JAKARTA - Kementerian Energi dan Sumber Daya Mineral (ESDM) membeberkan alasan di balik Rencana Kerja dan Anggaran Biaya (RKAB) PT Vale Indonesia Tbk (INCO) tahun 2026 yang tak kunjung disetujui.
Direktur Jenderal Mineral dan Batu Bara Kementerian ESDM Tri Winarno mengatakan, lambatnya penerbitan RKAB ini dikarenakan ada sejumlah koreksi dan penyesuaian, terutama yang berkaitan dengan rencana produksi.
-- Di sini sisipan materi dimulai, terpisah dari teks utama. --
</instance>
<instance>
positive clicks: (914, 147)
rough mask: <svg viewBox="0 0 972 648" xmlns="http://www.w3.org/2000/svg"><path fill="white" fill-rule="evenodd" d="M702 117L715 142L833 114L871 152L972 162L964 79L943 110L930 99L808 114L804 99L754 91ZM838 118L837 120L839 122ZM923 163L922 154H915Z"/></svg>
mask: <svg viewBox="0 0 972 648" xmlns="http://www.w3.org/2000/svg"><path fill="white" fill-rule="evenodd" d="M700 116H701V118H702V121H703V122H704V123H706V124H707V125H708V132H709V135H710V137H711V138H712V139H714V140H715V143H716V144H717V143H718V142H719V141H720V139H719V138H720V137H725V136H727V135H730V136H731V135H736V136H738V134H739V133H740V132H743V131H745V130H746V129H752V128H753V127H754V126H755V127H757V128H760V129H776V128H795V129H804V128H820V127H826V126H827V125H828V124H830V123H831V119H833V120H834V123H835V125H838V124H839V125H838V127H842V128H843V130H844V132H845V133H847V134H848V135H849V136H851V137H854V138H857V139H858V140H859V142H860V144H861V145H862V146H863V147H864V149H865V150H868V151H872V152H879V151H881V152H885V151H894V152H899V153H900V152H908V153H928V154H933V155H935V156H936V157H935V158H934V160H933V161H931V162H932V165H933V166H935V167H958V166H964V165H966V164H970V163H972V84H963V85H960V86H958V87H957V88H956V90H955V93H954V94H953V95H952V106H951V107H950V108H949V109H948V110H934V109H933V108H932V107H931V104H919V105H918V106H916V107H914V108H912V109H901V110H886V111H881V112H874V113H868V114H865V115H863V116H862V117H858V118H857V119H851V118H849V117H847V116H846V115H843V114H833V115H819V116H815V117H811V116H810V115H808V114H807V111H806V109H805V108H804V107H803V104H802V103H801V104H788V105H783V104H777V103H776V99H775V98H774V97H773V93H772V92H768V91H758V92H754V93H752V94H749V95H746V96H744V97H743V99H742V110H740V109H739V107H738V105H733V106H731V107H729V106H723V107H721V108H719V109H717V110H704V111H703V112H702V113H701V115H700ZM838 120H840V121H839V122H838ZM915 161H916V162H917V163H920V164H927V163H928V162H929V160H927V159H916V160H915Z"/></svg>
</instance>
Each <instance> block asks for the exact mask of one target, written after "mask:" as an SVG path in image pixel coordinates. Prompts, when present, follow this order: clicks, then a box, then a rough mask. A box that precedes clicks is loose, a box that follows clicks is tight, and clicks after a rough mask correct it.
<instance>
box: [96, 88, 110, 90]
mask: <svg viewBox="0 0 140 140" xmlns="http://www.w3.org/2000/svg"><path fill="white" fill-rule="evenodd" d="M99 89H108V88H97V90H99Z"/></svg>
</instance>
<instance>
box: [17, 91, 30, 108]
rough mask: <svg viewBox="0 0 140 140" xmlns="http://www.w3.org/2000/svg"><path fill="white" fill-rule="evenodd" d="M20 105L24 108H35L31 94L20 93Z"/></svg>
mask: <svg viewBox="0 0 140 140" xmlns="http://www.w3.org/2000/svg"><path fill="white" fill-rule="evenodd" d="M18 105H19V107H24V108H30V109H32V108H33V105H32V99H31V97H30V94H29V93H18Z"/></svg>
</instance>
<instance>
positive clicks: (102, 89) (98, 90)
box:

“RKAB (Vale) ada beberapa koreksi saja. Sedikit koreksi,” ujar Tri kepada awak media, dikutip Selasa, 6 Januari.
Dikatakan Tri, penyesuaian tersebut bersifat teknis dan tidak signifikan.
“Koreksi, ya ada sedikit koreksi,” sambung Tri.
Ia juga mengatakan, hingga saat ini persetujuan RKAB tahunan 2026 memang masih dalam proses.
Hal ini sejalan dengan perubahan kebijakan persetujuan RKAB yang mulai 2026 dilakukan secara tahunan, bukan lagi tiga tahunan.
“Sampai saat ini untuk RKAB tahunan 2026 belum memang. Ada beberapa penyesuaian karena terkait dengan produksi," jelas dia.
Sementara itu saat ini beberapa perusahaan pertambangan mineral dan batu bara masih menggunakan RKAB yang ditarik dari persetujuan tiga tahunan sebelumnya, yang berlaku sementara hingga 31 Maret 2026.
Kendati demikian aturan tersebut tidak berlaku bagi Vale.
“Vale kemarin karena perpanjangan, jadi dia 2026 tidak ada atau RKAB-nya kosong,” kata dia.
Asal tahu saja, sebelumnya melalui keterbukaan informasi, INCO menyampaikan jika persetujuan RKAB 2026 hingga kini belum diterbitkan sehingga kegiatan operasional pertambangan belum bisa dilakukan.
Untuk itu, INCO menghentikan sementara seluruh kegiatan operasi pertambangan di seluruh wilayah Izin Usaha Pertambangan Khusus (IUPK).
“Langkah ini dilakukan untuk memastikan seluruh kegiatan usaha berjalan sesuai dengan peraturan perundang-undangan yang berlaku,” tulis Corporate Secretary Vale Indonesia Anggun Kara Nataya dalam keterbukaan informasi Bursa Efek Indonesia (BEI), dikutip Selasa, 6 Januari.
BACA JUGA:
Manajemen juga memastikan keterlambatan penerbitan RKAB tidak akan mengganggu keberlanjutan operasional perusahaan secara keseluruhan.
Meski terdapat penundaan sementara kegiatan tambang, perseroan menegaskan tidak ada dampak material langsung terhadap kondisi keuangan saat ini.